Por outro lado e contrário ao cenário encorajador anteriormente referenciado, a candidatura de Manuel Araújo é prova inequívoca que em Moçambique a política passa pelos partidos políticos ainda. E do lado dos eleitores, a identificação partidária – a ligação entre eleitores a partidos políticos – conta muito. Ou seja, o comportamento político de cidadãos passa necessariamente pela forma como eles se identificam com cada partido! Até parece contraditório, mas Quelimane está mais alinhado com a Renamo e Pio Matos do que com a Frelimo e MDM. Assumir que a desistência da Renamo irá favorecer imediatamente o MDM pode ser fatal. Mas nestas condições, uma candidatura independente pode fazer muita diferença, se se explorar a desilusão pela Frelimo, Renamo e a emergência de uma figura de consenso, alternativa aos partidos políticos. Trata-se de momentos ímpares como os que levou Daviz a
reeleição, se bem que revestido com outras matizes. Em todo caso, conhecendo o Manuel de Araújo, estou convicto que ele tem o melhor plano para contornar isso. Espero que o MDM se supere.
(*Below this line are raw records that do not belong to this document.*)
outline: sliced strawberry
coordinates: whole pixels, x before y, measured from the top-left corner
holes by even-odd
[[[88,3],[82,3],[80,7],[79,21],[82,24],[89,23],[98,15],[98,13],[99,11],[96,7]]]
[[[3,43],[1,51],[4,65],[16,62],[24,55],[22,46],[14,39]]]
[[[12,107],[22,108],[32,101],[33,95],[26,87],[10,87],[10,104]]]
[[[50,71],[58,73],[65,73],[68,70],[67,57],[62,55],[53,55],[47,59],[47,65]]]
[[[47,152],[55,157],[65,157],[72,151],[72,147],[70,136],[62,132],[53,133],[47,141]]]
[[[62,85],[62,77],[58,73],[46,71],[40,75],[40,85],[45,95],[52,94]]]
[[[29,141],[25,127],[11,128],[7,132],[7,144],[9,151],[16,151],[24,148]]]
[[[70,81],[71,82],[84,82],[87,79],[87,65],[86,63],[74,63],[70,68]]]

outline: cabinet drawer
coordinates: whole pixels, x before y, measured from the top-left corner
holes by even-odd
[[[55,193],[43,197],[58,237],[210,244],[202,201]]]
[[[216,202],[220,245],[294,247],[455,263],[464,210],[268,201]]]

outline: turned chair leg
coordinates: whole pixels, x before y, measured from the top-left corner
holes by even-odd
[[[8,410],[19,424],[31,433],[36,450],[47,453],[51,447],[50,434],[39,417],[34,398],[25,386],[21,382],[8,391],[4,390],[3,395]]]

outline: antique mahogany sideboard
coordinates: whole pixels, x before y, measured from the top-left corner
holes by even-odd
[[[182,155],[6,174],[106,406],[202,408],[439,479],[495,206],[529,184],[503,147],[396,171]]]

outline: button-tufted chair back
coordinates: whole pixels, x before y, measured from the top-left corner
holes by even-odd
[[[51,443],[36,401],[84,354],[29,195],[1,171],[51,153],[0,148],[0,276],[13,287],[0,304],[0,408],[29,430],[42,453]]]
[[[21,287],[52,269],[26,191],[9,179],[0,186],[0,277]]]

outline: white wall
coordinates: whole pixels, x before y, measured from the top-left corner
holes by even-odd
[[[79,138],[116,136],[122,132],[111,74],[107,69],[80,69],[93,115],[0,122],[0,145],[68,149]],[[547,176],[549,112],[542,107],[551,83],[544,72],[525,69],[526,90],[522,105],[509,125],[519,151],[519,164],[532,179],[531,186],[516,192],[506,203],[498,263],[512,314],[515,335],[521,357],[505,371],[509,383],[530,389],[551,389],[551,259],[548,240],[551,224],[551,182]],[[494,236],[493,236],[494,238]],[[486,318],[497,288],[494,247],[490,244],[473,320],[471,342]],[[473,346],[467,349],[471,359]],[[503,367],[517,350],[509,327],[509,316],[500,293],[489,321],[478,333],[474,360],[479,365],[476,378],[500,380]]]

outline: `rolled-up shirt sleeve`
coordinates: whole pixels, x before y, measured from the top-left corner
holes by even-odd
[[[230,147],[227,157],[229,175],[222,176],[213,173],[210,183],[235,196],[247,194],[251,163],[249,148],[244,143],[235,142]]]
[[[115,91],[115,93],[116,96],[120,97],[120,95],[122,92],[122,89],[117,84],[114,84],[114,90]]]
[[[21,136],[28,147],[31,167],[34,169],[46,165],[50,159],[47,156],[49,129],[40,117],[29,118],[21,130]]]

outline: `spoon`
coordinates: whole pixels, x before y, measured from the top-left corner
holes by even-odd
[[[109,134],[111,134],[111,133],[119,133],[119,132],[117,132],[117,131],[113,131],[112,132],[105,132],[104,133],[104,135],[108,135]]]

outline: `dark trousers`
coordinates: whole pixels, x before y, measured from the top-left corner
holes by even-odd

Para concluir, gostava de por claro três aspectos importantes
1- Este artigo não expôs as fragilidades de Manuel de Araújo; aliás não vejo nenhumas. Ele tem muitas chances de fazer história. Para tal, desejo-lhe sucessos.
2- Reafirmo a minha amizade, solidariedade e apoio, caso seja necessário para ajudar que o meu amigo Manuel de Araujo ser feliz nos seus empreendimentos.
3- Esta candidatura é dele e do MDM. E eu não sou do MDM.
Abraços.
Compartilhar. Egídio Vaz
(Recebido por email)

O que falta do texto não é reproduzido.